- ECB and BOJ in no rush to add stimulus while Fed on hold
- Yen and euro snap monthly losing streaks against greenback
The biggest driver of currency markets in the past two years will probably stay on hold this quarter, according to Credit Suisse Group AG.
The prospect of monetary-policy divergence, or rising U.S. interest rates in contrast to monetary stimulus in Europe and Japan, is receding this year as concern about slowing global growth threatens to keep the Federal Reserve from boosting borrowing costs any time soon.
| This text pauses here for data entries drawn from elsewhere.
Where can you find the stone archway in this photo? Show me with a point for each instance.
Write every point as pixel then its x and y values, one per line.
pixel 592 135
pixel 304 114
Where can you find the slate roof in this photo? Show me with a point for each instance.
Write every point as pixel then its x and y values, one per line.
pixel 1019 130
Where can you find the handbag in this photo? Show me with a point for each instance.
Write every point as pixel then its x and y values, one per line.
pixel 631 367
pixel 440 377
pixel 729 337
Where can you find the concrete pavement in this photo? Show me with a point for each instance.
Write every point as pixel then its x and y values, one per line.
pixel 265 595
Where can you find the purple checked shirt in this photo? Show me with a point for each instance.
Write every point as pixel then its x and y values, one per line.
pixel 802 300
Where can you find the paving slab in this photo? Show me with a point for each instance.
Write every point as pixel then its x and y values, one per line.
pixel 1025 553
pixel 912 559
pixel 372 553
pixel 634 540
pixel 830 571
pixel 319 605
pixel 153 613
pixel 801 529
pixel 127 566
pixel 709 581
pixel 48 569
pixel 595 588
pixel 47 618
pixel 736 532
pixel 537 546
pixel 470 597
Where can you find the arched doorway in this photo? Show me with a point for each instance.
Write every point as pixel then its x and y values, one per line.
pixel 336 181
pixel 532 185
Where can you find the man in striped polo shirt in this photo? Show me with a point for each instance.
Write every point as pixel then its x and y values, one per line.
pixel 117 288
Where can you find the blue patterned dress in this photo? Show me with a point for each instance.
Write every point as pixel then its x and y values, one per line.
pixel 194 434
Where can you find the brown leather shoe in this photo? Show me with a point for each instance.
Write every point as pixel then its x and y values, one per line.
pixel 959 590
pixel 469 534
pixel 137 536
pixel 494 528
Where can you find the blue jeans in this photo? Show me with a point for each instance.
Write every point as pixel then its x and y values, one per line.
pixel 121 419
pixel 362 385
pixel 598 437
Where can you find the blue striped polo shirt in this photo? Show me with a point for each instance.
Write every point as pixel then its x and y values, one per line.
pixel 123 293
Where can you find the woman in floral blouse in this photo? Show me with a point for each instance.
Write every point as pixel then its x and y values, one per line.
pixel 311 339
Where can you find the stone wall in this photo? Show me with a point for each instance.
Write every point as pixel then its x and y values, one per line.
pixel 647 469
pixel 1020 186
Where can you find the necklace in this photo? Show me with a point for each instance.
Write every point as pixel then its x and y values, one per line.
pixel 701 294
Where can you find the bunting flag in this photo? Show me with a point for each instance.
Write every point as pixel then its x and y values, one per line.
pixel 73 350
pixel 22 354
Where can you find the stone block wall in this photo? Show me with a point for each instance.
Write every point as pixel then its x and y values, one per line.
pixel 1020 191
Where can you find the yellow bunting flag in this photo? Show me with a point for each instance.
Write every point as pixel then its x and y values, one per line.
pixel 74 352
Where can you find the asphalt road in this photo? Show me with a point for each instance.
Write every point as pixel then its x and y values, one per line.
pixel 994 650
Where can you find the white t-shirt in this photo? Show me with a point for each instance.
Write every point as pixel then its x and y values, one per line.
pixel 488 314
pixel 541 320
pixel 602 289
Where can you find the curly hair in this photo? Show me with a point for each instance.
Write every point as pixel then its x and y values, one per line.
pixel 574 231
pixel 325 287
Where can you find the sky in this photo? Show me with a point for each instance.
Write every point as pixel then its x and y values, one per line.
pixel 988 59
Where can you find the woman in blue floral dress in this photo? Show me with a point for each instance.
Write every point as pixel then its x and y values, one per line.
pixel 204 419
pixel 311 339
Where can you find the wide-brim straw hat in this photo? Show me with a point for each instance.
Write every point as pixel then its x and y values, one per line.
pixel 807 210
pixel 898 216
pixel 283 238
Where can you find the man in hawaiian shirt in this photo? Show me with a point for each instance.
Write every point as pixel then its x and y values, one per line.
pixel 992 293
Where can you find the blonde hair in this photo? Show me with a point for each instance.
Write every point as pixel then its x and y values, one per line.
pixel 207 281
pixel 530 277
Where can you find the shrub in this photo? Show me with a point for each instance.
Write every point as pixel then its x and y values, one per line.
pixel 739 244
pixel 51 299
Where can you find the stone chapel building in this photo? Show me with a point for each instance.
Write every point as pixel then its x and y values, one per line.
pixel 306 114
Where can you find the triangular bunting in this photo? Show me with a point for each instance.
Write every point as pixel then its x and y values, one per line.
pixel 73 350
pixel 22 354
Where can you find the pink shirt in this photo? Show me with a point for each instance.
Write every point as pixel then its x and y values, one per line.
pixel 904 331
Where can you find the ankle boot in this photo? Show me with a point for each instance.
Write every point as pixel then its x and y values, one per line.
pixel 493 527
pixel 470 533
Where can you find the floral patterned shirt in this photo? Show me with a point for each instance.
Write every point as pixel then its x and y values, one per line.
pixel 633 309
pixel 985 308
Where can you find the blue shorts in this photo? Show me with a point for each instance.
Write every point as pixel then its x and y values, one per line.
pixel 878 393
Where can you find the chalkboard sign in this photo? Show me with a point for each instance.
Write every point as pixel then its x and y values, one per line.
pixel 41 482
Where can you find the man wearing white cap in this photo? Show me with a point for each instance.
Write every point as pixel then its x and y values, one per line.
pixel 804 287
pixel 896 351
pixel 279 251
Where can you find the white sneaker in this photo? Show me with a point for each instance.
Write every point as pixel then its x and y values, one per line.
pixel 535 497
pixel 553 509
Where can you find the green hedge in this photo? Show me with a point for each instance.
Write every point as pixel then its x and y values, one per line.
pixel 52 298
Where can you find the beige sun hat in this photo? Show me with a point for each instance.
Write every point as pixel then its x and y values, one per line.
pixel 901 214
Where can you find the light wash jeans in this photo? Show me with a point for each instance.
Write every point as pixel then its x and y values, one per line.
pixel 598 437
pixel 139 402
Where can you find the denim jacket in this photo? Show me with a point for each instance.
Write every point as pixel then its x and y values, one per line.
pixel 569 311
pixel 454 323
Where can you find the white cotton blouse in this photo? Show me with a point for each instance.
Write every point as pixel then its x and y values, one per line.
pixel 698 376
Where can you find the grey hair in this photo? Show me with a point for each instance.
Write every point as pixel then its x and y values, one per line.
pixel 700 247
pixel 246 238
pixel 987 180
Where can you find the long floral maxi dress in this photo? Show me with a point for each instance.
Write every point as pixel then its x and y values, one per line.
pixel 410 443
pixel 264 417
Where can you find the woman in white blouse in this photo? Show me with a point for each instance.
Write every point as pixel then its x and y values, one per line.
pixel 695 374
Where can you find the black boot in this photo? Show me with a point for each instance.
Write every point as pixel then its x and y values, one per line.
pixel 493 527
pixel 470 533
With the European Central Bank and Bank of Japan in no rush to add stimulus, the euro and yen have halted their slides against the dollar.
“Global risk appetite seems to be driving the bus -- and as long as that is the case, I don’t think that we’re likely to see that much policy divergence,” said Alvise Marino, a foreign-exchange strategist at Credit Suisse in New York. "The type of very clean policy-divergence trade that we’ve seen last year is just not going to be that popular.”
The yen is up 3.2 percent since the start of the year after snapping a two-month losing streak against the dollar in December. It climbed 1.4 percent earlier Wednesday to a one-year high at 115.98 per dollar.
The decline in risk appetite across markets prompted Credit Suisse to be less bearish in its 12-month yen forecast, moving to 125 per dollar from 130. The yen tends to benefit when investors seek safe assets.
The euro gained 0.4 percent in 2016 after ending a three-month slide last month.
Credit Suisse was among the best forecasters of the Australian and New Zealand dollars last quarter. Those currencies, alongside those of other commodity-exporting nations, have extended declines this year on a worsening outlook for Chinese growth.